Das zweite Drittel machte dann aber doch Mut. Obwohl die Eisbären weiterhin mehr vom Spiel hatten, nutzen die Pinguine ihre wenigen Chancen eiskalt aus. In der 26. Minute liefen die Pinguine einen Konter an dessen Ende Arturs Kulda den Puck an Mathias Niederberger vorbei zum 2:1 einschoss. Doch der Jubel war nicht von langer Dauer. Bereits zwei Minuten später stellte Matt White den alten Spieltand wieder her, als er vollkommen freistehend von Frans Nielsen angespielt wurde.

Als dann Arturs Kulda wegen eines Crosschecks für zwei Minuten auf die Strafbank musste, musste man schon mit dem schlimmsten rechnen. Doch Kapitän Laurin Braun hatte andere Pläne. Seine Puckeroberung endete in einem Alleingang und einem gezielten Schuss zwischen die Beine Niederbergers. Mit einem Ein-Tor-Rückstand war man für das letzte Drittel als auf Tuchfühlung mit dem Favoriten.

Um die Überraschung perfekt zu machen brauchte man für das letzte Drittel eine weiterhin kompakte Defensive, einen gut aufgelegten Torhüter und musste weiterhin Chancen vor dem Tor nutzen. Oleg Shilin setzte in der 42. Minute das erste Zeichen, dass man auf ihn setzten kann. Seine spektakuläre Parade mit der rechten Schiene verhinderte gleich zweimal den Treffer der Berliner.

In der 44. Minute konnte der Russe dann sein Tor nicht mehr beschützen. Boychuk stellte den alten zwei Tore-Abstand wieder her auf Zuspiel des Ex-Pinguins Keven Clark.

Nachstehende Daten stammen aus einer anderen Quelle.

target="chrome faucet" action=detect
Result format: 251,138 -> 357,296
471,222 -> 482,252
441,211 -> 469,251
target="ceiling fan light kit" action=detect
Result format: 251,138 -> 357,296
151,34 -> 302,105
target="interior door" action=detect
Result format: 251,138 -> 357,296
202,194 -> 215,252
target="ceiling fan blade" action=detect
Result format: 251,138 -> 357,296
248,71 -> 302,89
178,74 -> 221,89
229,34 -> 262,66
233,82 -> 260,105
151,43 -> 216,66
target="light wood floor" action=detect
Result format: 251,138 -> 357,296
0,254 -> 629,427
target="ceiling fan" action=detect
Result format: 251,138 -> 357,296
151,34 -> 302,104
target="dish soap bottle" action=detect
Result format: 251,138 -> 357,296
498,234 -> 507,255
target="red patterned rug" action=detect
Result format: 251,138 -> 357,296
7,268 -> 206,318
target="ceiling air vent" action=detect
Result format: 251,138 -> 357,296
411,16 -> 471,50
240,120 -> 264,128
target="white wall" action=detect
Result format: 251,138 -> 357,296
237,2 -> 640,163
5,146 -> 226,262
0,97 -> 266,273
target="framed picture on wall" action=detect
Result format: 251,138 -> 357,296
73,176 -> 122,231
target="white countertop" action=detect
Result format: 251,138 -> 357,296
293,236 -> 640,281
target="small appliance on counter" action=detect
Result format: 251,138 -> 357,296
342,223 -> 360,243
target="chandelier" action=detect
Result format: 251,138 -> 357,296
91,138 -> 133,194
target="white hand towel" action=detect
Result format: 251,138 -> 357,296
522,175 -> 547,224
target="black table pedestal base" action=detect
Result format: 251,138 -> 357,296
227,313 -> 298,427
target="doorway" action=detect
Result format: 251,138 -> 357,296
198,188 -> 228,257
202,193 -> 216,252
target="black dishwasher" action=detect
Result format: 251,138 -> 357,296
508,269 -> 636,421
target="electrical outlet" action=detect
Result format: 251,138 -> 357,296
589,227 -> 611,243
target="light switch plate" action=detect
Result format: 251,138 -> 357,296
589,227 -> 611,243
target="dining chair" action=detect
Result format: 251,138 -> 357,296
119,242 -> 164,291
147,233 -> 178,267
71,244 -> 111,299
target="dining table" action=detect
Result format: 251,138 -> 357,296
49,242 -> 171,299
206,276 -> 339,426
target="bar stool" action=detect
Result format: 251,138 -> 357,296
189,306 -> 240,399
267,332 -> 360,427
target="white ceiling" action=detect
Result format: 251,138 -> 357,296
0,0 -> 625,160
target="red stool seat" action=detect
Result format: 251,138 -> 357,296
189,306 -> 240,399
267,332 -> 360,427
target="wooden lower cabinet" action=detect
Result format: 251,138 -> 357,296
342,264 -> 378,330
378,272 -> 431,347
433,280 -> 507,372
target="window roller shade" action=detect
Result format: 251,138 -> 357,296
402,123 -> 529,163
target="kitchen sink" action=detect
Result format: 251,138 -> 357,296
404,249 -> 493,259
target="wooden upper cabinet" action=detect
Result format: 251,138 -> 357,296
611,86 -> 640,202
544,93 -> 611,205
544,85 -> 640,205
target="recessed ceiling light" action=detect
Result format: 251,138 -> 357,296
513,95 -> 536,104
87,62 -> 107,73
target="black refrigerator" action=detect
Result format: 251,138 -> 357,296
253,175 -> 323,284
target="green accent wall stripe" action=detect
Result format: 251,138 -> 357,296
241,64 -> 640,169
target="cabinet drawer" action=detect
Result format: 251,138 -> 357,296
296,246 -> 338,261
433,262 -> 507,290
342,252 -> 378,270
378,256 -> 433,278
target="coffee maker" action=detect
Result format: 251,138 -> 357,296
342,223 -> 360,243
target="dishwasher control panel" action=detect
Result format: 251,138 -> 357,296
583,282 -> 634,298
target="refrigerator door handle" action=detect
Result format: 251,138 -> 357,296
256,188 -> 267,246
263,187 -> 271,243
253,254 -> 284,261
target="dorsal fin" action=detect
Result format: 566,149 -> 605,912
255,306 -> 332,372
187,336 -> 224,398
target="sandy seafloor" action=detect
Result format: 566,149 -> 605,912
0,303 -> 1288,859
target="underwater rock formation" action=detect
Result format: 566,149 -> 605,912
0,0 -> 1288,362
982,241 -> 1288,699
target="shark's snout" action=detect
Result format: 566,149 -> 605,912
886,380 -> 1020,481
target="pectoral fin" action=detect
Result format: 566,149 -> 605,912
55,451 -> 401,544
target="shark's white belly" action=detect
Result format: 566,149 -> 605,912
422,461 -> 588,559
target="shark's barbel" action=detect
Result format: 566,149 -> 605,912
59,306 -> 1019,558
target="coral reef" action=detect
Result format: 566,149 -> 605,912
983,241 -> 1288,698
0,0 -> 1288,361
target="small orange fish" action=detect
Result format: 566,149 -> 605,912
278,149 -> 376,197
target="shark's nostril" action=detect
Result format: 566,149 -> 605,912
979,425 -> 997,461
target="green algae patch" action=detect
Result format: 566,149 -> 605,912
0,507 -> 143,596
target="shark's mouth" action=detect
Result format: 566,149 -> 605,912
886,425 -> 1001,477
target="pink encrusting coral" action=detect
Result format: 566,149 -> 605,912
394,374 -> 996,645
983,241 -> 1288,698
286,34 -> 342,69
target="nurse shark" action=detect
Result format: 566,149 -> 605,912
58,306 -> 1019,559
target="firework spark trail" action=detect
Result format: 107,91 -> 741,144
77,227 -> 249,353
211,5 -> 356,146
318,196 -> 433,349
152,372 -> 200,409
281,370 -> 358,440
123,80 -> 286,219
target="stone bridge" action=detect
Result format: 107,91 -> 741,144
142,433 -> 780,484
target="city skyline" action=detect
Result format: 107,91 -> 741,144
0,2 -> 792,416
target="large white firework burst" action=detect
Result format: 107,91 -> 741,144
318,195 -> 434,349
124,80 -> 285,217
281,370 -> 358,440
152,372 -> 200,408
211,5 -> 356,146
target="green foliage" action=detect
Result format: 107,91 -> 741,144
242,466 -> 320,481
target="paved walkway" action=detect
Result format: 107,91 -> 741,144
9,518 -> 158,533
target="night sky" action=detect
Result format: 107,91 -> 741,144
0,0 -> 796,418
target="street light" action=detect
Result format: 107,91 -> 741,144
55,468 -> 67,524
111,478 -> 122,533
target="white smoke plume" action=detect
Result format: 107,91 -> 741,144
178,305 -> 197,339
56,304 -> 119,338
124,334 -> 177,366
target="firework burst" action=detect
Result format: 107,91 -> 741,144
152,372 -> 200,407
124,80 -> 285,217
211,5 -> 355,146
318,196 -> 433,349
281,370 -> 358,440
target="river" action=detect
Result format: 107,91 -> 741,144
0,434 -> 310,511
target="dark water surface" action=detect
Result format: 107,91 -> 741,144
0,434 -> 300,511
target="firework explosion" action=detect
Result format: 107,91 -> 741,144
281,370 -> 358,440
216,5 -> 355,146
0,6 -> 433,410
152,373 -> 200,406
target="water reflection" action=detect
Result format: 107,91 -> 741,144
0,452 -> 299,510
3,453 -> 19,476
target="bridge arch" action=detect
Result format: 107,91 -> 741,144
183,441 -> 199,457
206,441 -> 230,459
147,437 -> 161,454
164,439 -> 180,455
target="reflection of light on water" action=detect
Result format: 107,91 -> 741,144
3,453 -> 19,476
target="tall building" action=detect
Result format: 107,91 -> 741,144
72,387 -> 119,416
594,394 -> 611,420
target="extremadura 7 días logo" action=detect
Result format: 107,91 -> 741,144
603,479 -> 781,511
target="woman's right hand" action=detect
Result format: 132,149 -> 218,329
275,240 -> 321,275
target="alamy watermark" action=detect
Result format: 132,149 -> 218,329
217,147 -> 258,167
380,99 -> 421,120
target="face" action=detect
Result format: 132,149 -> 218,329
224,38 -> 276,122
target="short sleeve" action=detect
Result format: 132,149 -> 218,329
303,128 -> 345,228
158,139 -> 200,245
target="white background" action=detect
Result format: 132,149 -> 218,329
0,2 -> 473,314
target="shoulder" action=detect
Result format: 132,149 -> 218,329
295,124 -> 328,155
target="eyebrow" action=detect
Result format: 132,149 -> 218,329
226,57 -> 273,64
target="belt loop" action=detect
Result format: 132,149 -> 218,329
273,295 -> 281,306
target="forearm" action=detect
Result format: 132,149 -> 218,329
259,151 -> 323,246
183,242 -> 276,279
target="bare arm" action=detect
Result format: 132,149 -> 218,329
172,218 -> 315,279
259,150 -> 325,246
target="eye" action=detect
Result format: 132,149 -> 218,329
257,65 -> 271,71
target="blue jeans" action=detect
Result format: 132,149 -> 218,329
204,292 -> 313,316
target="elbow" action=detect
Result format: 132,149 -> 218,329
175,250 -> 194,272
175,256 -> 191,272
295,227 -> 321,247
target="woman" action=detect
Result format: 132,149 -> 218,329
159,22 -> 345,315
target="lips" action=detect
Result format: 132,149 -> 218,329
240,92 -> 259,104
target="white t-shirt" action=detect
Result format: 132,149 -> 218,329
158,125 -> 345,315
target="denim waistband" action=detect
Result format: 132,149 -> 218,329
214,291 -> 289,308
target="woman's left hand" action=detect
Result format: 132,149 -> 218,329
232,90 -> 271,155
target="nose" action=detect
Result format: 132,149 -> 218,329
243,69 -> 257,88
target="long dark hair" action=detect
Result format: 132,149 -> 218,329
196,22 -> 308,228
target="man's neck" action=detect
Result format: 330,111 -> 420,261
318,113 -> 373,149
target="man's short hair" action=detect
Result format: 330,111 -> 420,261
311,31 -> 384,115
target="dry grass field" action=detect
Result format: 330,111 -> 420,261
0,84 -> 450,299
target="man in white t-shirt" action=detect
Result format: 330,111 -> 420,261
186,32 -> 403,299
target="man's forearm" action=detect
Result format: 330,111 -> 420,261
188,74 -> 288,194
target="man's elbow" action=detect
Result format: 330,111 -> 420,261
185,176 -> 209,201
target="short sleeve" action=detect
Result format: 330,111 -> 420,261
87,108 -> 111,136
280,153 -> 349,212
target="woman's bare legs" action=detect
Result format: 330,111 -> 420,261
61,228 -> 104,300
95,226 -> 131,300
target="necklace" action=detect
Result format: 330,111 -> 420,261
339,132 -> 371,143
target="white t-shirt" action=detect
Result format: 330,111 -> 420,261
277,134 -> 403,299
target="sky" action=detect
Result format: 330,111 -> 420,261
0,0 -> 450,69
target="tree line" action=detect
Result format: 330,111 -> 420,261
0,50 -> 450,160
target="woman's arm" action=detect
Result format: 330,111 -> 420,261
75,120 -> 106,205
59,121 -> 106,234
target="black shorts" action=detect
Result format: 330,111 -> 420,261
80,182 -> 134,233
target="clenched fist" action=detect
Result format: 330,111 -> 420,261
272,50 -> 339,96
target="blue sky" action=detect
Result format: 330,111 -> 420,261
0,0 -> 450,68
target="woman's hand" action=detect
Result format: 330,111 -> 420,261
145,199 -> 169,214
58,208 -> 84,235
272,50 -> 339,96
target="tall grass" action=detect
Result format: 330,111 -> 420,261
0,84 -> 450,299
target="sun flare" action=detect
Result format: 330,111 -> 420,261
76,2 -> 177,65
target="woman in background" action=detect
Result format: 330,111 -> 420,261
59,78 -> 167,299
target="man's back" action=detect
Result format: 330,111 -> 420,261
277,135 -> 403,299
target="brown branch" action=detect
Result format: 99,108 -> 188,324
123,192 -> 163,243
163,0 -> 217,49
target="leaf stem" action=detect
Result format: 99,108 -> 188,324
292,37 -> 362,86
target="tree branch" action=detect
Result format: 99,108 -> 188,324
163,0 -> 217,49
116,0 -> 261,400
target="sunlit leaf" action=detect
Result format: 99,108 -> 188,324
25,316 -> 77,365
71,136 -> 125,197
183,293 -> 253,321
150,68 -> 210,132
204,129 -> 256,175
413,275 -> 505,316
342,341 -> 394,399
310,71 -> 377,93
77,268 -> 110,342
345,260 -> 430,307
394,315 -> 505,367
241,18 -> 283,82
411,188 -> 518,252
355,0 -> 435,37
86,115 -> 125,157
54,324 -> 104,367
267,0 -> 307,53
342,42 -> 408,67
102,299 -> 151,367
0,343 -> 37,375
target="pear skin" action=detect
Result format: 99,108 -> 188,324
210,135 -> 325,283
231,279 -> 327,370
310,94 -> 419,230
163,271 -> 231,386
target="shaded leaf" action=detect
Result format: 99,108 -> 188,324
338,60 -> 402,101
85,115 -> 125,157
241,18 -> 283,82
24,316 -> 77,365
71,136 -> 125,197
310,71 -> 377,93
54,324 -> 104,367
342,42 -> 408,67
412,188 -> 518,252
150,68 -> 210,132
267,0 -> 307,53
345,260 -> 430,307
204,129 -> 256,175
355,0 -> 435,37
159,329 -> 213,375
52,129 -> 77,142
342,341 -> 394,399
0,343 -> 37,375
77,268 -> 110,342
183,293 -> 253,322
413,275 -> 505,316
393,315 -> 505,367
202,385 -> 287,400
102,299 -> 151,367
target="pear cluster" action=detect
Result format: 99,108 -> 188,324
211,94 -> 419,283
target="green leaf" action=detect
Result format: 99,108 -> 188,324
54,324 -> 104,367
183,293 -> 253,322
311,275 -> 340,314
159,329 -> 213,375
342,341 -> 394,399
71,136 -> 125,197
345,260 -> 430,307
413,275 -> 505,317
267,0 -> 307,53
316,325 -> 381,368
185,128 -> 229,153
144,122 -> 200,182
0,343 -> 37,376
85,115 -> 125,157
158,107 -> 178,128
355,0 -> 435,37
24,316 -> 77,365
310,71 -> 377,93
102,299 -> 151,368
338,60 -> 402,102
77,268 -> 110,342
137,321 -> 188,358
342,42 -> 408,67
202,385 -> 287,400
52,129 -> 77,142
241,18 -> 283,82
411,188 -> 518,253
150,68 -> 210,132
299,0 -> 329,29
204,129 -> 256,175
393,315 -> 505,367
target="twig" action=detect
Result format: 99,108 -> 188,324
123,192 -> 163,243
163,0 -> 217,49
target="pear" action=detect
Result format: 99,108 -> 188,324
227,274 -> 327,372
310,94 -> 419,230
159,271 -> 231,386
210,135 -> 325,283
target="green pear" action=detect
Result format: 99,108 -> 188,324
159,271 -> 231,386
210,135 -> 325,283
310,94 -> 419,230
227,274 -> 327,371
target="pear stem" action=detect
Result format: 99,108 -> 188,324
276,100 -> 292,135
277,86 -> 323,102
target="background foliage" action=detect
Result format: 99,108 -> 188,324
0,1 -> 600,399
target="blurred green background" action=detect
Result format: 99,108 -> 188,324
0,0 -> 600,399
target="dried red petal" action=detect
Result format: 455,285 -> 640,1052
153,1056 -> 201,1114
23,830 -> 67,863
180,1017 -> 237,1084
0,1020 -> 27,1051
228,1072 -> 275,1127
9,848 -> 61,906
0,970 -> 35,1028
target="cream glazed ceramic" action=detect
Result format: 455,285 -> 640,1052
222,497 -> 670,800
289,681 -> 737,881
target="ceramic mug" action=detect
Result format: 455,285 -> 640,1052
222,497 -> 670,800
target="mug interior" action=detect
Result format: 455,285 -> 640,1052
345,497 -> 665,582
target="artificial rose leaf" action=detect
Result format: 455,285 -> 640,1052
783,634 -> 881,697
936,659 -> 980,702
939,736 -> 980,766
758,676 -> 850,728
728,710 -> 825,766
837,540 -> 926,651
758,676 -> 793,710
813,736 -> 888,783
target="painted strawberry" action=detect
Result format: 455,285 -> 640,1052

Die letzte echte Chance wieder ins Spiel zu kommen hatten die Seidenstädter in der 52. Minute. Gleich zwei Eisbären waren auf der Strafbank, doch das kurze 5-gegen-3-Überzahlspiel konnte nicht genutzt werden.

Eine bekannte Sportweisheit besagt: „Wenn man ihn vorne nicht macht, kriegt man ihn hinten rein.“ So auch am Sonntag. Simon Després und erneut Boychuk setzten in der 54. Und 55. Minute die Schlusspunkte zum 5:2 und 6:2.

Gewiss eine Leistungssteigerung, aber noch nicht das zählbare Resultat, das man im Abstiegskampf benötigt.